Его неожиданное легкомыслие совсем сбило Касыма с толку. Не то чтоб оно было редким, просто, непонятным Аль-Аттар посмеивался над многим, только не над потерянными деньгами. А теперь почему-то так радуется, что Касым на мгновение задумался, нельзя ли на этой волне добиться изначальных целей, поставленных в Басре. Но сдержался, ибо следует в первую очередь заручиться благосклонностью аль-Аттара, а не тех, кто находится за пределами слышимости. Вдобавок, встретившись с купцом наедине, он стал совсем другим человеком. Старым другом. Звеном, связывающим с прошлым.

Аль-Аттар весь скособочился от артрита, невоздержанности и особенно от своего положения. Пригвожденный к месту старостью и бурной деятельностью, он упорно цеплялся за единственный стоящий период своей жизни, когда прокладывал путь по звездам, чистил ногти акульим зубом, пил кокосовое молоко в Сарандибе, был обласкан женщинами из Андараби, спал голым в разгар лета на кипах льна и хлопка, подстригал бороду над зеркальной водной гладью моря Кимар, провозил контрабандой запрещенные товары из Ханфы прямо под носом у китайского инспектора морской торговли.

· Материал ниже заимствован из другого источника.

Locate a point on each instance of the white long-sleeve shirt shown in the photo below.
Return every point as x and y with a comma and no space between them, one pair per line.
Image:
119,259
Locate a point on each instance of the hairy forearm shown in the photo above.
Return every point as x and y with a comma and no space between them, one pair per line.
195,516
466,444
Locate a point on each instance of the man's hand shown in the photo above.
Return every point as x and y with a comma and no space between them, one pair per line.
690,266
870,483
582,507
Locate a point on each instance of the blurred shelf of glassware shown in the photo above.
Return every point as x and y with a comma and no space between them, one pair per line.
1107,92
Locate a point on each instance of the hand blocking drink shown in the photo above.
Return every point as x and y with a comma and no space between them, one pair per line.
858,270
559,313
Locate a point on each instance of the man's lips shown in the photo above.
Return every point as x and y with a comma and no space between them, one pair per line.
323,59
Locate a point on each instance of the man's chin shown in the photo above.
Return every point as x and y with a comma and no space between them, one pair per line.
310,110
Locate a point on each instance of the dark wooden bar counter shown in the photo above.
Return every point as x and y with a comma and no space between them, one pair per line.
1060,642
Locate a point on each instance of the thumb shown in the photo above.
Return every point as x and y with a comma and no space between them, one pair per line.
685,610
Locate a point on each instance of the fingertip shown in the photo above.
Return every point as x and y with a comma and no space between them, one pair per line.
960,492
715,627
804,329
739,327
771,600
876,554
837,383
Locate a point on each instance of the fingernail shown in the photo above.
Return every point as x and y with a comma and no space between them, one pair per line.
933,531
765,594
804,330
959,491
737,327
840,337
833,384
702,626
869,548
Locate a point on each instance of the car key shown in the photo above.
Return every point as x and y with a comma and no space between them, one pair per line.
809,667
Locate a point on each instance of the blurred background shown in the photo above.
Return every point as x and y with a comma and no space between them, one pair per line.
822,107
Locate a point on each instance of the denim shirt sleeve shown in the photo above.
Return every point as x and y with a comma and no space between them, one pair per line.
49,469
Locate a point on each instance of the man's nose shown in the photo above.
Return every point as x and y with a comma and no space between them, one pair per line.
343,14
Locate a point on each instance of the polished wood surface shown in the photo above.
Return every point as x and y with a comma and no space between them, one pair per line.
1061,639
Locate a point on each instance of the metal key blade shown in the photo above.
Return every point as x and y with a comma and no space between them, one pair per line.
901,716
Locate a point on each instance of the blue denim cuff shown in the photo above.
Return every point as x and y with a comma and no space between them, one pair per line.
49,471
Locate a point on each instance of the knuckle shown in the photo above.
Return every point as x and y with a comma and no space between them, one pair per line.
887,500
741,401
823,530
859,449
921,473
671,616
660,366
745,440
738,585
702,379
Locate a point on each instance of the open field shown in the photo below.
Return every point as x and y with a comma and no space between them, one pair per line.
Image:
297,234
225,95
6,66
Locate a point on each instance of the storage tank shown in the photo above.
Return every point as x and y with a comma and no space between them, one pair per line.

Он беззастенчиво романтизировал то время, в котором Касым, настроенный более критично, насчитывал целую кучу недостатков: бесконечные проволочки на таможне, ненадлежащие упаковка и хранение товара, надоевшее питание жареной рыбой и вяленым мясом, не говоря уже об очень долгих рейсах — чтобы обогнуть Китай, требуются два года человеческой жизни, отмеченные штормами, голодом, жаждой женщин, пиратскими атаками. И все-таки, когда речь заходила о море, Касым не мог спорить. Часами был способен выслушивать чужие воспоминания. С такой жаждой при каждой встрече слушал аль-Аттара не только в целях выгоды, а просто потому, что ему приятно.

Он еще не успевал усесться в гостиной, как старик начинал:

— Помнишь случай в Забае, когда я уселся задницей на ствол… а он шевельнулся? Это была змея! И все кинулись бежать на судно, а…

— …а на борту разгуливал тигр, — индифферентно подхватывал Касым, вначале еще пробуя сопротивляться. Фактически никто не был точно уверен, будто на борт забрался тигр, просто что-то на палубе у кормы промелькнуло в прыжке, может, свинья, тень птицы… И хотя они действительно приняли по ошибке корень за змею, аль-Аттар фактически никогда не садился на дерево. Но в воображении обоих мужчин миф превратился в реальность.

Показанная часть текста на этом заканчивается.